The role of notifications in the synchronous world was therefore to draw attention, just as in the asynchronous world, but not to encourage interaction: on the contrary, it normally referred to silence, to reduce noise. Please, people, one at a time! These characteristics of synchronous communication made it unsuitable for the structuring of archives, because quickly searching for interventions in recording a phone call or a videoconference was a cumbersome if not impossible operation.

Does It Depend on How You Use It?

There are no immediate (non-mediated) communications, especially with asynchronous instruments. “Instant messaging” was therefore a practical impossibility, which actually led to an uncontrolled increase in feedback loops. The spasmodic attention devoted to the famous “Whatsapp ticks”, those blue signs that appeared when the message was first received and then read, were a clear manifestation of it.

And now the wise users will say: “Eh, but it depends on how it is used”, ready to claim an anthropological conception of technology, in which the central element of the interaction is the human.

No, not entirely. Technological objects are not neutral, they are not irrelevant supports of human action.

Non-humans, on the other hand, have invariant structural characteristics, just as humans have similar characteristics (metabolism, opposable thumb and so on). “Extreme” uses, stretches, are certainly possible, but require a greater energy expenditure.
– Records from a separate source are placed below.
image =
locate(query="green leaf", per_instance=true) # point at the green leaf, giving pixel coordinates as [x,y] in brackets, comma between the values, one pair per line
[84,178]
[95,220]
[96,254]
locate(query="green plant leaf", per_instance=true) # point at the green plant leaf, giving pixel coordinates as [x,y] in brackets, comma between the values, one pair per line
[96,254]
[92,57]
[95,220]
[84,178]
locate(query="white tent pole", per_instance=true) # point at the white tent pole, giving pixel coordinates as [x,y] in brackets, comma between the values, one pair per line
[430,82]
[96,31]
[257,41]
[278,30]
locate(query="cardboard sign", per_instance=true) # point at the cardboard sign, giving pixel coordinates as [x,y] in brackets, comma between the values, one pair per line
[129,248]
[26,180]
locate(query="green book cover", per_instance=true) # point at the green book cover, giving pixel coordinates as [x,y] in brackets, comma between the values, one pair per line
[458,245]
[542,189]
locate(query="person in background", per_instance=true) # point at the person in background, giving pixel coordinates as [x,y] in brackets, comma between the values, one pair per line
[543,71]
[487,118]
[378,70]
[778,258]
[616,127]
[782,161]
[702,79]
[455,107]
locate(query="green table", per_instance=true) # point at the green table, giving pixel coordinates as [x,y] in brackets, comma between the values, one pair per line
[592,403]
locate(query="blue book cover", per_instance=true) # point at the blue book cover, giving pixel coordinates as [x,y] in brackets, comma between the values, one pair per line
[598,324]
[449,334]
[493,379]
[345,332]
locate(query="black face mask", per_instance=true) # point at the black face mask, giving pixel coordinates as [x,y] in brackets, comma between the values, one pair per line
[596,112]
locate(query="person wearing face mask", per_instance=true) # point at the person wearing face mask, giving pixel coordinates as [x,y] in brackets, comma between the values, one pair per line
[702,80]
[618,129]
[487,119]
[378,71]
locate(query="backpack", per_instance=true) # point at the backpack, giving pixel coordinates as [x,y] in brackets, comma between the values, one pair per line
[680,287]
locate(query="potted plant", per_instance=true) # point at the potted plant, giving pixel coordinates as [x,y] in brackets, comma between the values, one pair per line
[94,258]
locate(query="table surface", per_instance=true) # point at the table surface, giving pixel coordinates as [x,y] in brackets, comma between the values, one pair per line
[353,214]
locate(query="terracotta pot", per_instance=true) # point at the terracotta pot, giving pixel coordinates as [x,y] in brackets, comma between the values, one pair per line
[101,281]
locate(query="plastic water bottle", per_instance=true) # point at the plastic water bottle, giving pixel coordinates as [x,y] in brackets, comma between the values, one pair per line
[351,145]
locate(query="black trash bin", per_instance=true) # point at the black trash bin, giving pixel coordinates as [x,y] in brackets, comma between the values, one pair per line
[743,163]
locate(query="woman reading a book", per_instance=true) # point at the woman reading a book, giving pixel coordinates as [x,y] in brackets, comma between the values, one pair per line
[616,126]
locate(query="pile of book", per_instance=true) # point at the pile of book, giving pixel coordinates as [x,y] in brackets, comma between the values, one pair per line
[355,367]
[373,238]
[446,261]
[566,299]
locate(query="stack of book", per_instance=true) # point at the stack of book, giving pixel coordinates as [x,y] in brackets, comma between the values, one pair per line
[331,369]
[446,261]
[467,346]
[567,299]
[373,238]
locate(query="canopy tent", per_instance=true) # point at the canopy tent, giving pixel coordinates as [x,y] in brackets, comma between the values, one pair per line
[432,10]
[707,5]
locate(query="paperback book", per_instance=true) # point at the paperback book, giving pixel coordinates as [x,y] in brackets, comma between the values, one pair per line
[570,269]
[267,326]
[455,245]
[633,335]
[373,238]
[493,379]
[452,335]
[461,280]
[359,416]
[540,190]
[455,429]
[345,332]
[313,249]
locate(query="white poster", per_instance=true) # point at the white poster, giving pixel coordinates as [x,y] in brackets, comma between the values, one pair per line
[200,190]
So you can use a stone to drive a nail into a wooden board, but with a hammer it is less tiring, because the “hammer” tool has certain affordances that allow certain uses and limit others. On the other hand, you cannot use a sheet of paper to drive the same nail: it simply does not allow it, it does not have the necessary character to bring the interaction to a successful end.

Appropriate Technologies

Stephenson attended a course in appropriate technologies and returned to Codicons Ltd. with a nice framework.

The most juicy part, which he liked to show, read something like this:

ASYNCHRONOUS: it is useful for reflective communication (reflections), discussion, elaboration, research, archiving

SYNCHRONOUS: it is useful for operational communication (decisions), coordination, scheduling

It took a long time and effort, but slowly things got better at Codicons Ltd. Nobody tried to decide the dates for meetings with instant messaging or email, having understood that the messages would multiply and then not be able to cope with them.

Instead, a synchronous system was used during the previous meeting; for those who were not present, a special page was created on an internal doodle tool, on the new corporate platform: a cloud on the corporate server, managed by the internal IT department (actually two people of good will), and not by some multinational who no-one knows where it was. All free software, of course.

For the discussions, emails were mainly used again, with some precautions to self-moderate the interventions.

All the shared files, images and materials were stored on the corporate platform in a common place. Organizing them was not easy, but it was worth it.

And when a new one arrived at Codicons Ltd., and proposed a “fantastic communication tool” that would “solve every problem”, they left him to set up his business and play it alone for a while, until he got tired and asked “but how do you do it?” and then they explained it to him, calmly.